Online users who search for such software, including the popular TOR, have their IP addresses logged by the National Security Agency and may be put on a list by the government for future monitoring. The spying was discovered through a review of leaked source code linked to the NSA's "XKeyscore" software.
Such software was described by exiled NSA whistleblower Edward Snowden, who says the government can use it to monitor "nearly everything" a user does online.
TOR, or The Onion Router, masks a user's online activity by bouncing through a computer network that makes tracking difficult to trace. It is free software that was funded originally by the U.S. military, the Independent noted.
But according to
Wired, simply doing a private search is enough to flag you to the NSA as an "extremist,' a potential legal issue over the authority of the federal agency to track citizens who may have no interest in anything nefarious.
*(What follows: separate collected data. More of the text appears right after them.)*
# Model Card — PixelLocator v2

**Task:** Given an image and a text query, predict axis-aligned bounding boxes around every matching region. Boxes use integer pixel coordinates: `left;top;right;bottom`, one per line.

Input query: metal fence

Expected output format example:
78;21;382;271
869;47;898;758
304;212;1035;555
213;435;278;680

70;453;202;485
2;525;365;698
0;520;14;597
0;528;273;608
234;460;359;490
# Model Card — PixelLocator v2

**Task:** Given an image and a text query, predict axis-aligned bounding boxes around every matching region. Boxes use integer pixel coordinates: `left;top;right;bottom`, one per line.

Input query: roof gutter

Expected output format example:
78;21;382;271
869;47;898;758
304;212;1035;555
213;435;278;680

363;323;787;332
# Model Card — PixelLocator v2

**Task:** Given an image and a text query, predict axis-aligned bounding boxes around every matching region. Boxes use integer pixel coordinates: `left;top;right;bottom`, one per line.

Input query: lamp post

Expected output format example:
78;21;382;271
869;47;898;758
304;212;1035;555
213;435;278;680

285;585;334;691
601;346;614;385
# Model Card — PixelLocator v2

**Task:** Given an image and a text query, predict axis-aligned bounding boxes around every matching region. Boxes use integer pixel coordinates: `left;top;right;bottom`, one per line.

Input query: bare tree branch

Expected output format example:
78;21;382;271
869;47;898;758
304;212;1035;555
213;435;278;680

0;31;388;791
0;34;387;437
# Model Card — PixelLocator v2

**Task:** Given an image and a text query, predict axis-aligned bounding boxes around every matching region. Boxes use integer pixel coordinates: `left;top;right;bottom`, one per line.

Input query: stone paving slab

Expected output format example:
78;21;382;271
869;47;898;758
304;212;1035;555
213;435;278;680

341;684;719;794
"Under [the Foreign Intelligence Surveillance Act] there are numerous places where it says you shouldn't be targeting people on the basis of activities protected by the First Amendment," Kurt Opsahl, deputy general counsel for the Electronic Frontier Foundation, told Wired.
"I can’t see how this activity could have been properly authorized under FISA. This is suggesting then that they have come up with some other theory of authorizing this."
The findings also contradict longstanding NSA claims that its surveillance targets only those suspected of engaging in activity that threatens national security.
"They say, 'We're not doing indiscriminate searches,' but this is indiscriminate," Opsahl notes. "It’s saying that anyone who is looking for those various [services] are suspicious persons."
The NSA pushed back on any notion it was targeting citizens unfairly through XKeyscore,
Computer World reported.
"The communications of people who are not foreign intelligence targets are of no use to the agency," the agency noted in a statement to ARD.